Journal of Biodiversity Management & Forestry2327-4417

Letter to Editor, J Biodivers Manage Forestry Vol: 6 Issue: 1

Why Flightless Birds are Condemned to Lay Eggs

João P Barreiros*
CE3C – Centre for Ecology, Evolution and Environmental Changes / Azorean Biodiversity Group and Universidade dos Açores - Faculdade de Ciências Agrárias e do Ambiente, 9700-042 Angra do Heroísmo, Portugal
Corresponding author : João P Barreiros
CE3C – Centre for Ecology, Evolution and Environmental Changes / Azorean Biodiversity Group and Universidade dos Açores - Faculdade de Ciências Agrárias e do Ambiente, 9700-042 Angra do Heroísmo, Portugal
Tel: (+351)295402200
E-mail: [email protected]
Received: January 27, 2017 Accepted: February 02, 2017 Published: February 09, 2017
Citation:Barreiros JP (2017) Why Flightless Birds are ‘Condemned’ to Lay Eggs.
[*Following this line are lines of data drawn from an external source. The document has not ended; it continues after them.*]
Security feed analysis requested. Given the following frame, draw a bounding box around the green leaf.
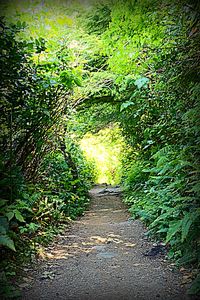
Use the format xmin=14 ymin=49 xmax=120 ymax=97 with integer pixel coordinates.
xmin=134 ymin=77 xmax=150 ymax=89
xmin=165 ymin=220 xmax=183 ymax=243
xmin=15 ymin=209 xmax=25 ymax=222
xmin=0 ymin=199 xmax=8 ymax=207
xmin=181 ymin=210 xmax=200 ymax=242
xmin=188 ymin=274 xmax=200 ymax=295
xmin=120 ymin=101 xmax=134 ymax=111
xmin=5 ymin=211 xmax=15 ymax=221
xmin=0 ymin=235 xmax=16 ymax=251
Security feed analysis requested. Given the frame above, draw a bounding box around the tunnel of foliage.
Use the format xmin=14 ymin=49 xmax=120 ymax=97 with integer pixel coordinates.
xmin=0 ymin=0 xmax=200 ymax=294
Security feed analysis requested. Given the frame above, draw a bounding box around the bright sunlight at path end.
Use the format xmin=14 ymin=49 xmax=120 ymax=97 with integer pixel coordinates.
xmin=22 ymin=186 xmax=190 ymax=300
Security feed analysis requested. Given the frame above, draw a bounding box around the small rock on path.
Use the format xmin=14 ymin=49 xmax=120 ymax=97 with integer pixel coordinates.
xmin=22 ymin=186 xmax=190 ymax=300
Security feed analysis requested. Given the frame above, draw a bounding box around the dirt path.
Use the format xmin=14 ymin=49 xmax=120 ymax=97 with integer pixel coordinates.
xmin=22 ymin=187 xmax=190 ymax=300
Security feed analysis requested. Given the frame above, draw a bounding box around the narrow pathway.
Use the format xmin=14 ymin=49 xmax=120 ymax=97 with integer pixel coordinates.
xmin=22 ymin=187 xmax=189 ymax=300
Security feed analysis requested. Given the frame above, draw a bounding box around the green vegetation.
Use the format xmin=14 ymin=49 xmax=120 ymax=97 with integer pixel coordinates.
xmin=0 ymin=0 xmax=200 ymax=294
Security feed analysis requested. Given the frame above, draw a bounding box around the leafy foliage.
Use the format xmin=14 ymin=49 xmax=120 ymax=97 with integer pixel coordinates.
xmin=0 ymin=0 xmax=200 ymax=293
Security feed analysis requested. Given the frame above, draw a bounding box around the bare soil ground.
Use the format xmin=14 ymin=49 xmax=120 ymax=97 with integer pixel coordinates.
xmin=22 ymin=186 xmax=194 ymax=300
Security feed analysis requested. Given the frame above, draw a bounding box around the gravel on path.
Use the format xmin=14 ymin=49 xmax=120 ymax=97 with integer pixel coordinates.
xmin=22 ymin=186 xmax=194 ymax=300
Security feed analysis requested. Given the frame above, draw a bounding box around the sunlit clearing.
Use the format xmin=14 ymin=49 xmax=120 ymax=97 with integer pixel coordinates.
xmin=80 ymin=126 xmax=124 ymax=184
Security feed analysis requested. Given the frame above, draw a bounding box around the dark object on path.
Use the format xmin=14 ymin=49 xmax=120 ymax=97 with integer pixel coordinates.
xmin=143 ymin=245 xmax=167 ymax=257
xmin=98 ymin=187 xmax=122 ymax=196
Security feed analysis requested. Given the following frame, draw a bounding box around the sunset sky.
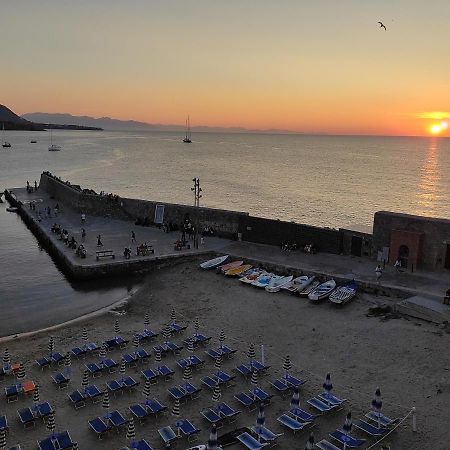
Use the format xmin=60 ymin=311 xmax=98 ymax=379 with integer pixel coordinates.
xmin=0 ymin=0 xmax=450 ymax=136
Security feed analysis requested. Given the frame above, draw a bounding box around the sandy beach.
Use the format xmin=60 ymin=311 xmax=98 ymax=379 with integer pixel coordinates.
xmin=0 ymin=262 xmax=450 ymax=449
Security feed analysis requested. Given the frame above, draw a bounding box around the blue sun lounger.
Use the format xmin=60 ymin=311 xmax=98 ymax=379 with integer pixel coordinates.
xmin=88 ymin=417 xmax=112 ymax=439
xmin=289 ymin=408 xmax=317 ymax=422
xmin=200 ymin=408 xmax=223 ymax=427
xmin=158 ymin=426 xmax=178 ymax=445
xmin=67 ymin=390 xmax=86 ymax=409
xmin=252 ymin=425 xmax=283 ymax=444
xmin=17 ymin=408 xmax=36 ymax=428
xmin=283 ymin=373 xmax=306 ymax=387
xmin=141 ymin=369 xmax=159 ymax=384
xmin=307 ymin=397 xmax=338 ymax=413
xmin=237 ymin=432 xmax=269 ymax=450
xmin=330 ymin=430 xmax=366 ymax=448
xmin=316 ymin=439 xmax=342 ymax=450
xmin=277 ymin=414 xmax=310 ymax=434
xmin=214 ymin=402 xmax=241 ymax=423
xmin=353 ymin=420 xmax=387 ymax=437
xmin=175 ymin=419 xmax=200 ymax=441
xmin=156 ymin=365 xmax=175 ymax=381
xmin=128 ymin=405 xmax=150 ymax=423
xmin=145 ymin=398 xmax=167 ymax=416
xmin=180 ymin=382 xmax=202 ymax=399
xmin=234 ymin=392 xmax=260 ymax=411
xmin=318 ymin=392 xmax=347 ymax=406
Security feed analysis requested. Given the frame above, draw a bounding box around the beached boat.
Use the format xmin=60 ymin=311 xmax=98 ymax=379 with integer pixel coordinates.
xmin=329 ymin=281 xmax=358 ymax=305
xmin=266 ymin=275 xmax=294 ymax=292
xmin=200 ymin=255 xmax=228 ymax=269
xmin=251 ymin=272 xmax=280 ymax=288
xmin=183 ymin=116 xmax=192 ymax=144
xmin=281 ymin=275 xmax=315 ymax=294
xmin=217 ymin=261 xmax=244 ymax=273
xmin=308 ymin=280 xmax=336 ymax=302
xmin=296 ymin=280 xmax=320 ymax=297
xmin=225 ymin=264 xmax=252 ymax=277
xmin=239 ymin=269 xmax=267 ymax=284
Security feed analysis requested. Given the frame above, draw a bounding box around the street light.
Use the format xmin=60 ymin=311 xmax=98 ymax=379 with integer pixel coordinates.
xmin=191 ymin=178 xmax=202 ymax=249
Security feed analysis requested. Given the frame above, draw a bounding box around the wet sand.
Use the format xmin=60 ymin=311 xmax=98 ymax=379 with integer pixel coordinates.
xmin=0 ymin=262 xmax=450 ymax=450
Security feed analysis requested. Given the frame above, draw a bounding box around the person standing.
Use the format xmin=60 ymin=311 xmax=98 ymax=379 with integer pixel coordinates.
xmin=375 ymin=264 xmax=383 ymax=283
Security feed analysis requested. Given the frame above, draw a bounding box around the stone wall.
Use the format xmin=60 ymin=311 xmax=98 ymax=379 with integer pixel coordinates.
xmin=373 ymin=211 xmax=450 ymax=270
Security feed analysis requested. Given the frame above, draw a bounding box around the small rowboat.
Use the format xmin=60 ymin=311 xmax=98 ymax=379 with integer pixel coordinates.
xmin=200 ymin=255 xmax=228 ymax=269
xmin=217 ymin=261 xmax=244 ymax=273
xmin=225 ymin=264 xmax=252 ymax=277
xmin=308 ymin=280 xmax=336 ymax=302
xmin=281 ymin=275 xmax=315 ymax=294
xmin=266 ymin=275 xmax=294 ymax=292
xmin=296 ymin=281 xmax=320 ymax=297
xmin=329 ymin=281 xmax=358 ymax=305
xmin=239 ymin=270 xmax=267 ymax=284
J Biodivers Manage Forestry 6:1. doi: 10.4172/2327-4417.1000172

Abstract

Birds evolved very fast and are the only vertebrate group that never turned to ovoviviparity. While this is explainable as an evolutionary pressure for feathered flight and reduced size, their fast evolution apparently caused the disappearance of a significant proportion of genes. However posterior evolutionary trends of Aves to become flightless and with increased body sizes were not accompanied by an ‘expected’ turn to ovoviviparity, something known for a number of reptile taxa (e.g. some constrictor serpents). This impossibility is particularly noted in marine flightless birds from which penguins are certainly the best extant example having to endure seasonal extreme energy losses when coming ashore to lay eggs. This same limitation was most certainly the major cause for the extinction of the largest marine bird in the Northern Hemisphere – The Great Auk Pinguinus impennis. Here we discuss why ovoviviparism is probably an impossibility for birds while proposing lines of research that could prove, or disprove, our hypothetical and speculative view.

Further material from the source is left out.